The problem with the everyday conversations with the humanoid robot was that the classification accuracy was up to 68.1%, which is an issue in terms of early detection of dementia. It seems that the low accuracy is caused by using only acoustic features and those acoustic features for which statistically significant differences have been confirmed. It is necessary for improving accuracy for practical use. However, accuracy increased by 14.9% when we classified the participants solely with the MMSE score set as the baseline. We may reduce the risk of not identifying patients with MCI by also using speech in everyday conversations with a humanoid robot, rather than simply judging the performance from the MMSE test scores alone. In the future, we will examine how to improve the accuracy of automatic classification from everyday conversations with a humanoid robot by analyzing speech content and new features, such as linguistic features, in the practical use of robots.

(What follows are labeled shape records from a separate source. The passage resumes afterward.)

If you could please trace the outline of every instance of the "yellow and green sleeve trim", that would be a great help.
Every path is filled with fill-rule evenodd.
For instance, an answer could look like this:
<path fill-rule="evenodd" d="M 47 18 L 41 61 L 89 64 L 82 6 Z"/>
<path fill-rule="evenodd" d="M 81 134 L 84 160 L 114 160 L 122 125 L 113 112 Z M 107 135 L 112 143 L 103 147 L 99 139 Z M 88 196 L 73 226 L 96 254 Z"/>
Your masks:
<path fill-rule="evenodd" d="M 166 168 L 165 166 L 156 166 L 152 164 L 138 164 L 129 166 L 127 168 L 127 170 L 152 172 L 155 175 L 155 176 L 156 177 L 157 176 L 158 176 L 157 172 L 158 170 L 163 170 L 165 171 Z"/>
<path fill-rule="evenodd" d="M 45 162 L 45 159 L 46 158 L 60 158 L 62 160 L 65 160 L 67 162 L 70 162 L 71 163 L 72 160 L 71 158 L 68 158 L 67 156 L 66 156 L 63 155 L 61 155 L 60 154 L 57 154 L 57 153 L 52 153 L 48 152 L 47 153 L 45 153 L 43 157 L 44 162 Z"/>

This study successfully demonstrated that it is possible to classify people into patients with MCI and CN older people even from somewhat unnatural conversations with a humanoid robot with the same level of accuracy as found with human conversations in MMSE tests. This means the study has shown that humanoid robots can identify signs of cognitive decline while having everyday conversations with people in nursing homes and other similar facilities where labor shortages are an acute problem.

Conclusion

This study examined a simple screening test for dementia that uses everyday conversations with a humanoid robot installed at nursing homes and similar facilities. Existing studies have not clarified what the effective features are for identifying patients with MCI, a precursor stage of dementia, from the speech in conversations with a humanoid robot. Therefore, we recorded speech in conversations between the participants of the experiment (CN older people and patients with MCI) and a humanoid robot, extracted 17 types of features from the recordings, and conducted a statistical significance test. From the result, we obtained significant differences between the CN older participants and the patients with MCI in 16 types of features, such as response time, speech time, jitter, and shimmer, and clarified effective features for detecting signs of cognitive decline through conversations with a humanoid robot.

We conducted an automatic classification experiment using an SVM to verify whether it is possible to automatically classify people into patients with MCI and CN older people from their speech in everyday conversations with a humanoid robot by examining the features identified in this study. The results showed that we can classify people into patients with MCI and CN older people with an accuracy of 68.1% from their everyday conversations with a humanoid robot. The accuracy increased by 14.9% compared to the classification conducted solely with the MMSE score (a cognitive test) we had set as the baseline.

These results suggest that we can identify patients with MCI from their everyday conversations with a humanoid robot and improve the efficacy of a simple screening test for dementia. However, the classification accuracy of the method is 68.1%, which is insufficient when we consider its prospective potential for practical use. Our future task is to improve its accuracy further by examining additional features, such as those of a linguistic nature.